Results: The system collected all of the necessary tracking data within 40 ms; an additional 10 to 20 ms was then required to perform the localization, velocity calculations, and update the image parameter values. Based on results from in vivo experiments, the system is able to accurately (within 2 mm) localize a motionless catheter 100% of the time, and a moving catheter 98% of the time. The system was running continuously and responding in real-time to calculated changes. Following parameter determination, the system successfully responded to changes in device velocity by dynamically adjusting specified image parameters. In both the phantom and porcine trials, the resolution and FOV were automatically varied. The images below (Figs. ) illustrate a temporal sequence in which the catheter is slowed to a stop; one set of images is in vivo data collected in a porcine experiment in which the catheter was inserted throughout the length of the abdominal aorta; the other set of images is data collected in a vessel phantom experiment. In all cases, the slice plane location and orientation was automatically placed at the catheter tip using information extracted during the localization phase.

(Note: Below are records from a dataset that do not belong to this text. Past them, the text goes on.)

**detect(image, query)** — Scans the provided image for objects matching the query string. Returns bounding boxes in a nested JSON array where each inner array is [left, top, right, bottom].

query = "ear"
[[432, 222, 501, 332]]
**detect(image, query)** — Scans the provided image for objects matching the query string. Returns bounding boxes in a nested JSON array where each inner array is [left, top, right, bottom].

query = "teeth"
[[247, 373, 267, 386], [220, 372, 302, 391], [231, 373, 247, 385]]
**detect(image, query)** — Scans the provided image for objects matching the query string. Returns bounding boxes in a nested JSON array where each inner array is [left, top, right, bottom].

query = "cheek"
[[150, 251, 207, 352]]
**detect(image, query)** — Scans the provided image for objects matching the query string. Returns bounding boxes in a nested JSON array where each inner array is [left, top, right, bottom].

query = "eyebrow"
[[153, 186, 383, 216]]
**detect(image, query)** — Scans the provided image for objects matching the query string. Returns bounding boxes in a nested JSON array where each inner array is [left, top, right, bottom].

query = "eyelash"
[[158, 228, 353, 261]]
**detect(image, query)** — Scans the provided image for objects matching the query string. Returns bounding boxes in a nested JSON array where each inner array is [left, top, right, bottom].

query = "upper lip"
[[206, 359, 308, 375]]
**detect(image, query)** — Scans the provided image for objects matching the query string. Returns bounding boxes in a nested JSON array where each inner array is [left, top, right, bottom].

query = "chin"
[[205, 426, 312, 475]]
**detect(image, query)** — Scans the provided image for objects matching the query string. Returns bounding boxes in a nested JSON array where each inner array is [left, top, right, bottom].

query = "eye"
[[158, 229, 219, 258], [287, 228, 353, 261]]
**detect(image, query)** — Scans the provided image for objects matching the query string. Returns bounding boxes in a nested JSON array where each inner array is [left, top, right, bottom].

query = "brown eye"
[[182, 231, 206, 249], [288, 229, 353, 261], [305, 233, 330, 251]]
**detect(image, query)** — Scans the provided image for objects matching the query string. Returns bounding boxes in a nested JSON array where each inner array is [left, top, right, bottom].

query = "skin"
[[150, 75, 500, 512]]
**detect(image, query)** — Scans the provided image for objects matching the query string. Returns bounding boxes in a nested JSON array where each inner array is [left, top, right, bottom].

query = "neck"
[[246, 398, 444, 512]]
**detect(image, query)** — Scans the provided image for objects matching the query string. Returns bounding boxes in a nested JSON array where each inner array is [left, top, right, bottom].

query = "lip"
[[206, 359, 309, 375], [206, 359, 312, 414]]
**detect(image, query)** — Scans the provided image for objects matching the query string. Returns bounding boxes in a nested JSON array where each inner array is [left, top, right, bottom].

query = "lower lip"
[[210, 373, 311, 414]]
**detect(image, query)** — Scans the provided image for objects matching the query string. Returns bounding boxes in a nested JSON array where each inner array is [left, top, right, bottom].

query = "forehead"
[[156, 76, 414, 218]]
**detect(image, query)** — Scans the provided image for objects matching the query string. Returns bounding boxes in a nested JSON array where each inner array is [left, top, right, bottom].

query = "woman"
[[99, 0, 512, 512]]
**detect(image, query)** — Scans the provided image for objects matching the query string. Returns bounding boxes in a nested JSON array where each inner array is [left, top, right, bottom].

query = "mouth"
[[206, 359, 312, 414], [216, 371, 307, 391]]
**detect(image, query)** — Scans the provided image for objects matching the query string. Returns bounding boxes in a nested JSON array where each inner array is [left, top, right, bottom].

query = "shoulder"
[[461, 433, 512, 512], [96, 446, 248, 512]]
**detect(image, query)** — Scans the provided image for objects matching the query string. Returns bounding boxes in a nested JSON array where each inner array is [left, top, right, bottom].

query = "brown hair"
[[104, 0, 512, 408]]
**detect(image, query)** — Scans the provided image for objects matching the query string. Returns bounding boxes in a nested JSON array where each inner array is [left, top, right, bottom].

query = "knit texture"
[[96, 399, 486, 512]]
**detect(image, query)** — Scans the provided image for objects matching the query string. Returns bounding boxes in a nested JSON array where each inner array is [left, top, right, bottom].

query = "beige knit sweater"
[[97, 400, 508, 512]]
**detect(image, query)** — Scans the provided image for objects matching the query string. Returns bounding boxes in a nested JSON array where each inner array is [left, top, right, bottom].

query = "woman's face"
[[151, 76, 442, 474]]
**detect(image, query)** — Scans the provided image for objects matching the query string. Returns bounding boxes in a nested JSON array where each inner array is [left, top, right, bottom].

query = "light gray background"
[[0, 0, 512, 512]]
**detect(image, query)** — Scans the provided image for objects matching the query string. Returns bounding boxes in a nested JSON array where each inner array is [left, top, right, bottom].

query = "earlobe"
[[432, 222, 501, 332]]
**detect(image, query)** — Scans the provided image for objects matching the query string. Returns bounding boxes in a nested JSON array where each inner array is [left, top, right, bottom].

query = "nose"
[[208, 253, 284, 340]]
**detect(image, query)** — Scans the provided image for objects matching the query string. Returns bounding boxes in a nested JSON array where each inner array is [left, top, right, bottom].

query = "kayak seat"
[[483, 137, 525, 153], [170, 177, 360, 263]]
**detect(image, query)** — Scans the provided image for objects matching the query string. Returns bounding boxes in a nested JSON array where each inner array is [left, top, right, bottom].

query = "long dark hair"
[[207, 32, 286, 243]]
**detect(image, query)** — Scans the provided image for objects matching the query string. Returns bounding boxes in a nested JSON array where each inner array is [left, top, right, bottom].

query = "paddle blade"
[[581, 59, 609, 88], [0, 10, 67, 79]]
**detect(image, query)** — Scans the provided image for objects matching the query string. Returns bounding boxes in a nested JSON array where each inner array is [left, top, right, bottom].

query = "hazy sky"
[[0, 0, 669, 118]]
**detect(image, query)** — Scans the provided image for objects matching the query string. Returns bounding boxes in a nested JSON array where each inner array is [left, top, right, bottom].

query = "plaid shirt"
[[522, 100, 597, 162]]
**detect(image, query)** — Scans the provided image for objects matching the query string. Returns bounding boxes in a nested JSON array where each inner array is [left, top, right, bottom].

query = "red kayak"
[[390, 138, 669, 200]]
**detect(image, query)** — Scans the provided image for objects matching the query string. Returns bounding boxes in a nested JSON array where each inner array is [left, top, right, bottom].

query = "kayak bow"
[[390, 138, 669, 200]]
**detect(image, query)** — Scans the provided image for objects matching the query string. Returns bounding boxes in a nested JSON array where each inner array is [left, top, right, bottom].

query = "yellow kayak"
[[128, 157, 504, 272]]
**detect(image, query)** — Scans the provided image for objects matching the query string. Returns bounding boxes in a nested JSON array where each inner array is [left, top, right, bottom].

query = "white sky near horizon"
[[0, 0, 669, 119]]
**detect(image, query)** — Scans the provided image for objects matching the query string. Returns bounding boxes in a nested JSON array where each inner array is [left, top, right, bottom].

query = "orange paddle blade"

Conclusions: Allowing the MR scanner to automatically respond to a moving catheter by adjusting the value of imaging parameters creates a more natural interface with the MR scanner for the clinician during intravascular procedures by eliminating the need for manual adjustment of the scan plane position or specific image parameters during the intervention. These scan plane adjustments are applied to imaging slices that are also following the location and orientation of the catheter. Hence, simply advancing the catheter more slowly will automatically improve the resolution or SNR properties of the images, or can even effect a total change in tissue contrast to allow more accurate characterization of vessel wall pathology if the clinician wishes to see more detail in a certain region of interest. This technology offers a completely new method for intravascular imaging and performance of image guided intravascular procedures.
Figure 1. Temporal sequence of image frames phantom experiment.
Figure 2. Temporal sequence of image frames porcine experiment.
Acknowledgments: Work was supported by Siemens Medical Solutions, grant DFG HI 787/1-1, and NIH grants R33CA88144 and R01CA81431.